Yishai_Schwartz_portrait_by_madeleine_wittThe thousands of pages we read, and the hundreds more we wrote might stick with us for a time. The organizations we led and the initiatives we spearheaded may have felt important in the moment. But for the vast majority of us, the memory of it all will fade in just a few years.

What will not fade are the effects of the lunch that followed an enraging seminar — the camaraderie that flows from criticizing the jerks in one’s class, the satisfaction that comes from finally bringing around a sparring partner, the ecstasy that accompanies the moment of clarity when you finally understand why someone believes something radically different. The relationships forged in the hours of conversation after the dining hall was meant to close, the transformations in character triggered when you finally accept the point a friend simply wouldn’t concede — these are what will last.

Linger in the hallways.

The best of what I learned from my professors didn’t come in the lecture hall or the seminar room, or even in office hours. It came in the half-hour after class when most students had dispersed, but a few of us lingered in the hallway. Classes and appointments are scheduled in advance; you enter with a plan and leave at an appointed time. But the moment after class ends is the moment when requirements and formality fall away. The issues nagging and gnawing at you for the previous two hours can suddenly burst forth and be addressed directly.

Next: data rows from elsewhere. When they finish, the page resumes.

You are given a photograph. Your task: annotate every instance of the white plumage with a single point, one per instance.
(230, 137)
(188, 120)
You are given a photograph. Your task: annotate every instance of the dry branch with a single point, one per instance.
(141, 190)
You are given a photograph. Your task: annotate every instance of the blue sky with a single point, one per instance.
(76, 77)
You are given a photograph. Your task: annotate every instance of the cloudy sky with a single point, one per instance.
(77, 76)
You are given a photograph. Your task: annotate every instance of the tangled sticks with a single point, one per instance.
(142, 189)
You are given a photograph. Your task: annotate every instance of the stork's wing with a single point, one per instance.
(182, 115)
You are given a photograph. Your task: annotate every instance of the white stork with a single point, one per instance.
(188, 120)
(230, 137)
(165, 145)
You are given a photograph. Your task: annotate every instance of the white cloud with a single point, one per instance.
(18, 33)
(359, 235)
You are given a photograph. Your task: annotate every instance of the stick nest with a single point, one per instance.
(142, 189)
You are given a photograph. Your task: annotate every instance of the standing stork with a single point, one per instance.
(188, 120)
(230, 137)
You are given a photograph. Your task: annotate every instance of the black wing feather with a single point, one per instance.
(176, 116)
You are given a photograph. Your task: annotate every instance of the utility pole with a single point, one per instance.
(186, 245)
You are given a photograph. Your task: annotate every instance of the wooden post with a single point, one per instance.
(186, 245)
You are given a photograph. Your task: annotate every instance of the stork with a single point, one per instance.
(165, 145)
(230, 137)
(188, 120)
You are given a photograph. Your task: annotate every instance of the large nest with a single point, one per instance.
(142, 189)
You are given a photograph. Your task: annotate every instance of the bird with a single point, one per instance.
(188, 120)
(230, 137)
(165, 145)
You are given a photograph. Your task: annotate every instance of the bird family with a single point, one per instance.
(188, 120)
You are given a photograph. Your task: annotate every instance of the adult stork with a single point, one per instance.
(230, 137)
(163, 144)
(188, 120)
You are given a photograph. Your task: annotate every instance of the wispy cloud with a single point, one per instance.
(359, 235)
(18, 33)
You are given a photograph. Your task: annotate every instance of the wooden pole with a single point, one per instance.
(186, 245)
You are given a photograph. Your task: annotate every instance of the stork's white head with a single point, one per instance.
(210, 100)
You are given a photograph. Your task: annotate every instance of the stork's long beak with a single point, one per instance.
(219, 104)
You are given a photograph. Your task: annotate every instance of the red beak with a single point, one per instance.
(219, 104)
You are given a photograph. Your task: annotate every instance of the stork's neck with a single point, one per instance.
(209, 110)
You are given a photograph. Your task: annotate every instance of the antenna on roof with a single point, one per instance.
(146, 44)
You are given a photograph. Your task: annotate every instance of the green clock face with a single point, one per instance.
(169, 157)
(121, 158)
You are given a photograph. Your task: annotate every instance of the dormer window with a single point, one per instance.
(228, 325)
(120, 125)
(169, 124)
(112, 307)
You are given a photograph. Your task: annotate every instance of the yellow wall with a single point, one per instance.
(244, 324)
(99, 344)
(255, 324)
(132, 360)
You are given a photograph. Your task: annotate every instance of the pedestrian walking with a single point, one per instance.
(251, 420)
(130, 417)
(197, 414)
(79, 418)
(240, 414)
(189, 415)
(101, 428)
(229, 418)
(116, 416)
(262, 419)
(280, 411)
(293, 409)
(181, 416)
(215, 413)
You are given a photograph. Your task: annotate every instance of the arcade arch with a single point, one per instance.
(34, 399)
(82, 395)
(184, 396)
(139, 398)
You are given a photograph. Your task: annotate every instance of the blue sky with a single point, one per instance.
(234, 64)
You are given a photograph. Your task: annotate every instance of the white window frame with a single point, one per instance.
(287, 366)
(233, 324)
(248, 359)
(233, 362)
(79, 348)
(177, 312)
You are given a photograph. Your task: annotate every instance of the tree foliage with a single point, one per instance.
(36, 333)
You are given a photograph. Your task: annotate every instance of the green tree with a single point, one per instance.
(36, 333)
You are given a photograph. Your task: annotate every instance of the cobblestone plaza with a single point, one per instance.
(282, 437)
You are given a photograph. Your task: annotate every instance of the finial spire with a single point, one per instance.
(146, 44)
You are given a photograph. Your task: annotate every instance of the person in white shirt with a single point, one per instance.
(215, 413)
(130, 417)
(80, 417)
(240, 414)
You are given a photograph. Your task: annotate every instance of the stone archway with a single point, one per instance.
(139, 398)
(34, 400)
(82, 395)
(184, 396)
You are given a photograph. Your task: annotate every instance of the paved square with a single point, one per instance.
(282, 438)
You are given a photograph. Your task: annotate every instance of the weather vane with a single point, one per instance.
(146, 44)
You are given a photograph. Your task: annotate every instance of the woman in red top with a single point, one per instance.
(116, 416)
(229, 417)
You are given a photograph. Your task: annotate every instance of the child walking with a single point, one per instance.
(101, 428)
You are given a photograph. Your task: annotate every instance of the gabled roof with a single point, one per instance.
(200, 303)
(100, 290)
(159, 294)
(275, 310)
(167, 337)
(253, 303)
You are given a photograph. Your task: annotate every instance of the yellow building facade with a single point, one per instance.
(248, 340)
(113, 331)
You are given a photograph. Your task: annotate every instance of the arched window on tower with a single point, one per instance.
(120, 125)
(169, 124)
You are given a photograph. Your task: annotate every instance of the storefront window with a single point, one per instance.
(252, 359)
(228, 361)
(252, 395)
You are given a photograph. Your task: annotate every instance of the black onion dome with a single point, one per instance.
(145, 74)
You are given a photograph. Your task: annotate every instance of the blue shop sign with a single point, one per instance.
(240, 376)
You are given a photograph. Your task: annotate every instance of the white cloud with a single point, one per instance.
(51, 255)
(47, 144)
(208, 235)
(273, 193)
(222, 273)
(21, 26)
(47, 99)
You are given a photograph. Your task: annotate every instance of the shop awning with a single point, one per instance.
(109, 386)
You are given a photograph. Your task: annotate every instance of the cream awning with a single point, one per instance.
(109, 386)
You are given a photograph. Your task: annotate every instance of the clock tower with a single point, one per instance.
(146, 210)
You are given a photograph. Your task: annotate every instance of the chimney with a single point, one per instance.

There’s no hand-raising or phony pontification in the hallway. Professors let their hair down and engage, and you learn what they really believe, enjoying the freedom to press and push. And when they make little sense, you can interrupt and question and argue, free of the fear that you’ll look stupid in front of your classmates.

Over our time here, responsibilities build up and obligations crowd our schedules. We find ourselves dashing out of seminar and racing off to meetings. In the process, I worry we have lost some of our best moments.

So for me, the corridor outside of LC201 will forever be the center of campus; the place where I learned to think.

Linger on the street-corners.

MIT held a memorial service yesterday for Sean Collier, the campus police officer whose murder sparked the ferocious chase that led to the killing and capture of the Boston terrorists. MIT’s students wrote letters recounting their daily interactions with Collier. One letter, read aloud at the service, described how the “geeky” Collier might have passed for an MIT student. The service contained all the pomp and circumstance MIT could muster, and the university’s board voted to make Collier an honorary member of the school’s alumni association.

The tribute was beautiful and fitting. But in reading the reports, I realized that I know only a handful of the Yale employees who surround me every day. Many of us take pride in our relationships with dining hall workers and maintenance staff, departmental assistants and the guards who sit at the entrance of Bass. Nevertheless, most of us, I imagine, can do more.

None of us are capable of developing a meaningful friendship with every acquaintance. But gratitude to those who protect and sustain us is a value in itself. At Yale, it easy to imagine that everyone that matters is a 20-year old with a backpack. But if we can break that habit of narrowness now — if we made the time to know each other a little bit better, noting absences and exchanging greetings with names rather than nods — then all of our lives will be richer.

So both at Yale and beyond — at meals, after class and on the street — remember to leave yourself time before the next thing. Remember to linger.